The general rule is that administrative findings, in order to be upheld by the courts, must be supported by substantial evidence. This means that there must be evidence which supports a substantial basis of fact from which the fact in issue can be reasonably inferred. It must do more than create a suspicion of the fact to be established, and must be such relevant evidence as a reasonable mind would accept as adequate to support a conclusion. Id. at 753.

The problem with the great bulk of the evidence here is that it was simply not of such relevant character as a reasonable mind would accept as adequate to support the conclusions reached.[2] Clearly if the evidence supports a finding that a teacher was guilty of certain criminal acts, no doubt it would justify dismissal under Section 231.36. Ford v. Bay County School Board, 253 So.2d 728 (Fla. 1st DCA 1971). (Teacher charged with possession of gambling paraphernalia.) Additionally this court has held that if a school teacher is responsible for teaching students in their formative years and commits acts of immorality after school hours, such acts may be indirectly related to misconduct in office. Tomerlin v. Dade County School Board, 318 So.2d 159 (Fla. 1st DCA 1975). (Teacher performed cunnilingus on step-daughter.)

Obviously acts performed by a tenured school teacher in a given situation may justify discharge, whereas in another situation they may not. Here Ms. Texton's conduct must be judged in the context of her more liberal, open, robust college surroundings. She is not teaching children of tender years in an elementary school. Her acts have little or no connection whatsoever with morality, misconduct in office or willful neglect — particularly when considering that the complainants were junior college students, many of them older and working full-time, attending classes part-time or at night.

While school administrators have the right to promote efficiency in an environment favorable to learning, and to investigate the competence and fitness of those whom they hire to teach, Pasco County School Bd. v. Fla. Public Employees Relations Commission, 353 So.2d 108 (Fla. 1st DCA 1977), still Ms. Texton, as a tenured teacher, had acquired a valuable property right in her expectation of continued employment. Board of Regents v. Roth, 408 U.S. 564, 92 S.Ct. 2701, 33 L.Ed.2d 548 (1972); Perry v. Sindermann, 408 U.S. 593, 92 S.Ct. 2694, 33 L.Ed.2d 570 (1972).
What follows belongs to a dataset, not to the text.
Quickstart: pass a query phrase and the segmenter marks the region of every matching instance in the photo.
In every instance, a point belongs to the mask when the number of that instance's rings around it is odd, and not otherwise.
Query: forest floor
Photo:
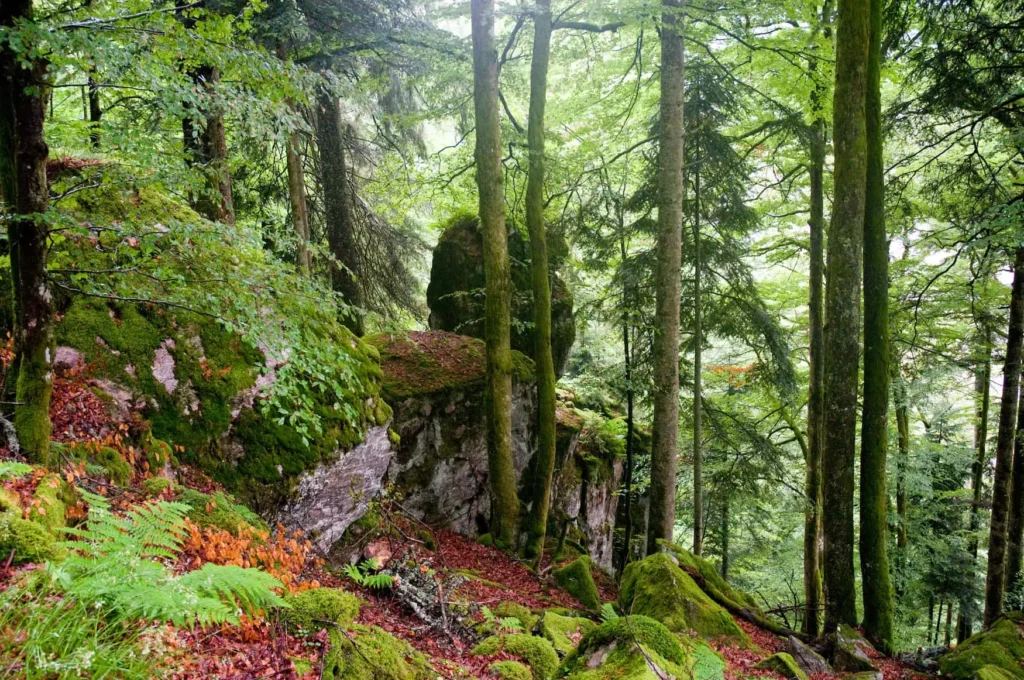
[[[82,381],[72,376],[56,380],[53,393],[54,439],[70,441],[97,441],[105,445],[117,443],[123,433],[103,414],[105,410],[92,391]],[[130,453],[130,452],[129,452]],[[0,459],[9,458],[0,450]],[[17,495],[24,507],[32,504],[36,486],[45,472],[7,479],[2,485]],[[142,475],[126,486],[116,486],[90,479],[81,467],[68,465],[61,475],[69,481],[106,496],[115,511],[128,511],[132,507],[153,500],[142,485]],[[203,493],[220,491],[219,486],[202,473],[182,467],[177,470],[177,481],[182,486]],[[161,494],[170,500],[168,490]],[[84,507],[73,507],[69,517],[84,517]],[[493,547],[483,546],[472,539],[440,528],[431,528],[432,544],[416,538],[413,520],[397,518],[395,529],[386,538],[377,539],[374,550],[383,557],[401,556],[412,559],[421,569],[433,569],[437,579],[444,581],[458,576],[465,579],[450,601],[475,603],[477,607],[497,606],[502,602],[515,602],[531,609],[545,607],[584,607],[564,591],[559,590],[550,578],[551,564],[546,562],[535,572],[520,561]],[[317,556],[311,544],[301,535],[288,535],[283,527],[262,536],[242,532],[238,536],[215,527],[200,527],[186,523],[183,551],[173,563],[175,570],[188,571],[206,562],[260,566],[281,580],[289,591],[306,588],[335,587],[357,593],[364,600],[357,623],[379,626],[385,631],[407,640],[423,652],[439,678],[487,678],[488,667],[495,661],[512,658],[501,652],[497,655],[473,655],[473,640],[460,634],[458,628],[431,627],[414,615],[407,603],[389,590],[372,590],[354,583],[343,571],[331,568],[323,556]],[[366,551],[364,551],[364,554]],[[28,571],[41,568],[37,564],[12,566],[0,558],[0,591]],[[613,601],[617,594],[611,579],[595,573],[602,600]],[[477,614],[479,617],[479,613]],[[784,641],[750,624],[737,621],[750,638],[760,648],[752,650],[729,644],[714,644],[726,662],[727,680],[741,678],[778,678],[769,671],[754,668],[766,655],[784,649]],[[270,678],[314,679],[321,677],[319,664],[328,644],[328,634],[321,631],[311,637],[299,637],[285,630],[273,617],[265,620],[244,620],[242,626],[207,628],[162,627],[160,639],[164,647],[166,677],[174,680],[223,678],[228,680],[267,680]],[[0,635],[2,638],[2,635]],[[306,663],[303,663],[306,662]],[[298,664],[297,664],[298,663]],[[893,660],[878,660],[883,680],[906,680],[915,671]],[[298,666],[298,668],[297,668]],[[300,669],[306,670],[304,674]],[[2,675],[2,674],[0,674]],[[810,680],[827,680],[837,676],[817,675]]]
Certainly her rights as an instructor under continuing contract should be no less protected than those of non-tenured teachers whose contracts may not be arbitrarily non-renewed because they have exercised First and Fourteenth Amendment rights. Shelton v. Tucker, 364 U.S. 479, 81 S.Ct. 247, 5 L.Ed.2d 231 (1960); Keyishian v. Board of Regents, 385 U.S. 589, 87 S.Ct. 675, 17 L.Ed.2d 629 (1967). As a citizen and as a teacher she is entitled to certain freedoms: to associate freely, to speak openly, to encourage response and free inter-play in the classrooms. She may not be penalized because she has exercised her First Amendment rights in a manner offensive to more delicate sensitivities.

The order of discharge is REVERSED.

SMITH, Acting C.J., and MELVIN, J., concur.

NOTES

[1] Two seemingly inconsistent statements.

[2] There was one finding of more serious conduct, that Ms. Texton had tried to intimidate witnesses from testifying against her. This finding, however, had no predicate in the charges filed against her. Such a finding, in the absence of notice, may not be a lawful basis for discharge.